Okay! Are you ready for round two!? This is ANOTHER 30-Day CrossFit Challenge. And yes, this one also does NOT require any equipment.
Week One
Day 1: 24 lunges + 15 push-ups + 30 jumping jacks (4 rounds)
Day 2: 15 burpees + 20 squats (3 rounds)
Day 3: 30 squats, 15 sit-ups (4 rounds)
Day 4: Cardio - 25 minute jog, stair stepper or stationary bike at moderate pace + 1 minute plank + 1 minute LISS (low intensity steady state cardio)
Day 5: REST
Day 6: 15 jump squats + 10 push-ups (5 rounds)
Day 7: Run 1 mile (for time) + 100 jumping jacks
Week Two
Day 8: 12 burpees + 1 minute plank (3 rounds)
Day 9: Set your time for 10 minutes and complete as many rounds as you can with 15 seconds rest between each round - 5 push-ups + 12 sit-ups + 15 squats
Day 10: 24 lunges + 50 jumping jacks (4 rounds)

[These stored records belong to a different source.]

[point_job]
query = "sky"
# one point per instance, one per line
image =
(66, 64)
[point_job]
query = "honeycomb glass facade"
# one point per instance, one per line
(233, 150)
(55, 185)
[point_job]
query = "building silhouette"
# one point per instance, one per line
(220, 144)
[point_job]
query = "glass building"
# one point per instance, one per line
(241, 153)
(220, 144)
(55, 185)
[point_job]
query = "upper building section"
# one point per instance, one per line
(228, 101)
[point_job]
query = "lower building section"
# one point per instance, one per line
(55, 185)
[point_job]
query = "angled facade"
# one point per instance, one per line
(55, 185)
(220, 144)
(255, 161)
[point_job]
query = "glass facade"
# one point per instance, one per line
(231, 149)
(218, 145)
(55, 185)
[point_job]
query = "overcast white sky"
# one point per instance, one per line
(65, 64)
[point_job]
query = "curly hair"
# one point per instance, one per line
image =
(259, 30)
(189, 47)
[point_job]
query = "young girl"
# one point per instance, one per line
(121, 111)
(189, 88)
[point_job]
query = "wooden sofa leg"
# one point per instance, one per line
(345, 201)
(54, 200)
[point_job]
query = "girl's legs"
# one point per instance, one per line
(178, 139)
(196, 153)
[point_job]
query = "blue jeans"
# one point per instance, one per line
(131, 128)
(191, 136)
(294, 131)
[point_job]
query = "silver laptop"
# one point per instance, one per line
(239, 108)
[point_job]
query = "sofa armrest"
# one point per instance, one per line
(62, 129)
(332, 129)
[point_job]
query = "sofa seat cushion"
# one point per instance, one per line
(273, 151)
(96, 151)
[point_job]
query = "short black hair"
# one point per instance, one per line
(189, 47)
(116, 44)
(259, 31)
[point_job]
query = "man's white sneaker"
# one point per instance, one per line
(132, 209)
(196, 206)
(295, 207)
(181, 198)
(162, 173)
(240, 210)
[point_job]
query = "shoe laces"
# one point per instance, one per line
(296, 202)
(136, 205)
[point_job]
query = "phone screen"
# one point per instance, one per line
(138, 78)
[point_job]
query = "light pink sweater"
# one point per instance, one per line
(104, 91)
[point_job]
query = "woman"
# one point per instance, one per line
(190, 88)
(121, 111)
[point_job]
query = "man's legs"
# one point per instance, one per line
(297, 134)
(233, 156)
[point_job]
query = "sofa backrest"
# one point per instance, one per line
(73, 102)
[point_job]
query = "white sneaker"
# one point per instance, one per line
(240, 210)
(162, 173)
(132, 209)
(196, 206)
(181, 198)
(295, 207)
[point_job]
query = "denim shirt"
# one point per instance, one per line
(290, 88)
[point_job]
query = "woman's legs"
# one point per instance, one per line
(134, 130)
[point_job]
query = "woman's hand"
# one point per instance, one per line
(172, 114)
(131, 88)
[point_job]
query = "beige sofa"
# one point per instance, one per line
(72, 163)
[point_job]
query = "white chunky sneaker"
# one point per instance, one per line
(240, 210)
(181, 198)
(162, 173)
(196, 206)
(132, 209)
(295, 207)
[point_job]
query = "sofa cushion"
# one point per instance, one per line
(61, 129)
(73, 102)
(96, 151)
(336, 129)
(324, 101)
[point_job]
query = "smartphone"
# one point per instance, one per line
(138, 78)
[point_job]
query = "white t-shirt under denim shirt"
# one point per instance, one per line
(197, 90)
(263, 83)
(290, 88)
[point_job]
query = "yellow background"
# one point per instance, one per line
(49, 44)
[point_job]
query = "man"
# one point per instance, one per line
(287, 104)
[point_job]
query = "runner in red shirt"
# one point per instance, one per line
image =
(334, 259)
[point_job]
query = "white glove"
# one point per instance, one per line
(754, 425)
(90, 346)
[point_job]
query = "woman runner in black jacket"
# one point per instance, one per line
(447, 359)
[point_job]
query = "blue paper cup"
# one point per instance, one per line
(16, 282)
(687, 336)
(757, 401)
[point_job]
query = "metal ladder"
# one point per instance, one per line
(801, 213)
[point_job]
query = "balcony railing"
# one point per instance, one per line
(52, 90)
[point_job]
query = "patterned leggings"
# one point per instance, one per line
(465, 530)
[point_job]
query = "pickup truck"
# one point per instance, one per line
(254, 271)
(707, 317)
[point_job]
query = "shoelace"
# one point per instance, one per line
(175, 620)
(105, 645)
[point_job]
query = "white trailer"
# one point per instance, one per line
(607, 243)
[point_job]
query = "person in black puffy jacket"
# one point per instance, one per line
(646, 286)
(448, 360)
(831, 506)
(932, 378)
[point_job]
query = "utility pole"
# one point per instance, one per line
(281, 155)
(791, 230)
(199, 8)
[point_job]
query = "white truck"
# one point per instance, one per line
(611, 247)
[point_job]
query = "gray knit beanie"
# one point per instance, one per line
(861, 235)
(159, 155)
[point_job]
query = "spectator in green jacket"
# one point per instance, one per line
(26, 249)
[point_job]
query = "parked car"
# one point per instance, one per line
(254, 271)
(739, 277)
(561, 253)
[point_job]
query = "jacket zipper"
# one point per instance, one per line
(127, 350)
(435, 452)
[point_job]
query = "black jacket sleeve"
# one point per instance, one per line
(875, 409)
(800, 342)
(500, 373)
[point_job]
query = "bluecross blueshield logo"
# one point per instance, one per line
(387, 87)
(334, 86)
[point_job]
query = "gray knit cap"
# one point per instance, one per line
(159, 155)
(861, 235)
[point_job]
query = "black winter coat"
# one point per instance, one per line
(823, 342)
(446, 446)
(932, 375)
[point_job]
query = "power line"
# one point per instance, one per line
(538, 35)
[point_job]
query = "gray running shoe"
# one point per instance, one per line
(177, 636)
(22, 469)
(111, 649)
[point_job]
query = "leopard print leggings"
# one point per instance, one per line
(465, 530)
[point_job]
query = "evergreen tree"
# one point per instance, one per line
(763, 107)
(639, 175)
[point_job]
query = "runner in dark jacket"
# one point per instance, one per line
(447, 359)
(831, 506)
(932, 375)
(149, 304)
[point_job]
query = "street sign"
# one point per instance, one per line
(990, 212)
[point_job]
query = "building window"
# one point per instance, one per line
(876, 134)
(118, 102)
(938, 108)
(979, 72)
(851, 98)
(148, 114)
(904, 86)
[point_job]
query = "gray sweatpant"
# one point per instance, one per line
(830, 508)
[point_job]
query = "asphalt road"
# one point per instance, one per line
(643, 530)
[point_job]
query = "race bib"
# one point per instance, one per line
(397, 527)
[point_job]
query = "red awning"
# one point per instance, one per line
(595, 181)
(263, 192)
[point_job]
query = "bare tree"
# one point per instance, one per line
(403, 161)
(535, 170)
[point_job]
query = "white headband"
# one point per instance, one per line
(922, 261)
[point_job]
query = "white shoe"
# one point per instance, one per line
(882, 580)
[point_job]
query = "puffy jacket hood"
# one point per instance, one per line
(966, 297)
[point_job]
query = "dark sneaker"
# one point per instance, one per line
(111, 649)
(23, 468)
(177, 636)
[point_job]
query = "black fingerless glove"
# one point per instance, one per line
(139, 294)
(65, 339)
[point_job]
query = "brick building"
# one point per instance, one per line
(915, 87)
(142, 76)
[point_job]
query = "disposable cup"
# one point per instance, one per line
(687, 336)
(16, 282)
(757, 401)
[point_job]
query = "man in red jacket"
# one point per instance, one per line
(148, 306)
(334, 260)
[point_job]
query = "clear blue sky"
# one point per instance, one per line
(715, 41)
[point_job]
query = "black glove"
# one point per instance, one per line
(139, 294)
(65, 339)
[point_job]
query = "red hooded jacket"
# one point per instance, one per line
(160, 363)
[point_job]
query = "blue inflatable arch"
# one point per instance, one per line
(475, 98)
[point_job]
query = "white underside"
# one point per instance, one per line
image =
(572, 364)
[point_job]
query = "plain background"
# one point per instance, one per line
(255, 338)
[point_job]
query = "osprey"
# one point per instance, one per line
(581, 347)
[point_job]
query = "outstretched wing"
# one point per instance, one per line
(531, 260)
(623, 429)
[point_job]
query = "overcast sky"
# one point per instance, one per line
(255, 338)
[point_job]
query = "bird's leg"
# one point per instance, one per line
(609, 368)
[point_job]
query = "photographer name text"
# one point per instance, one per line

Day 11: Cardio - 25 minute jog, stair stepper or stationary bike at moderate pace + 1 minute plank + 1 minute LISS (low intensity steady state cardio)
Day 12: REST
Day 13: 15 burpees + 10 push-ups (5 rounds)
Day 14: Run 1 mile (for time) + 100 jumping jacks
Week Three
Day 15: 15 burpees + 1 minute plank (3 rounds)
Day 16: Set your timer for 10 minutes and complete as many rounds as you can with 15 seconds rest between each round - 5 push-ups + 12 sit-ups + 15 squats
Day 17: 24 lunges + 50 jumping jacks (4 rounds)
Day 18: Cardio - 25 minute jog, stair stepper or stationary bike at moderate pace + 1 minute plank + 1 minute LISS (low intensity steady state cardio)
Day 19: REST
Day 20: 15 jump squats + 10 push-ups (5 rounds)
Day 21: Jog 1 mile (for time) + 100 jumping jacks + 25 sit-ups
Week Four
Day 22: 20 burpees + 90 second plank (3 rounds)
Day 23: 20 jump squats + 12 push-ups (5 rounds)
Day 24: 75 squats + 100 jumping jacks for time
Day 25: Cardio - 25 minute jog, stair stepper or stationary bike at moderate pace + 1 minute plank + 1 minute LISS (low intensity steady state cardio)
Day 26: REST
Day 27: Jog 1 mile (for time) followed by 30 sit-ups
Day 28: 20 jump squats + 15 burpees + 30 jumping jacks (3 rounds)
Day 29: Set your timer for 10 minutes and complete as many rounds as you can with 15 second rest between each round - 10 push-ups + 15 sit-ups + 16 lunges
Day 30:
10 lunges + 10 push-ups (5 rounds)
15 sit-ups + 15 squats (5 rounds)
100 jumping jacks
90 second plank
20 jump squats
10 burpees
Note: As always, check with your medical professional before starting any exercise.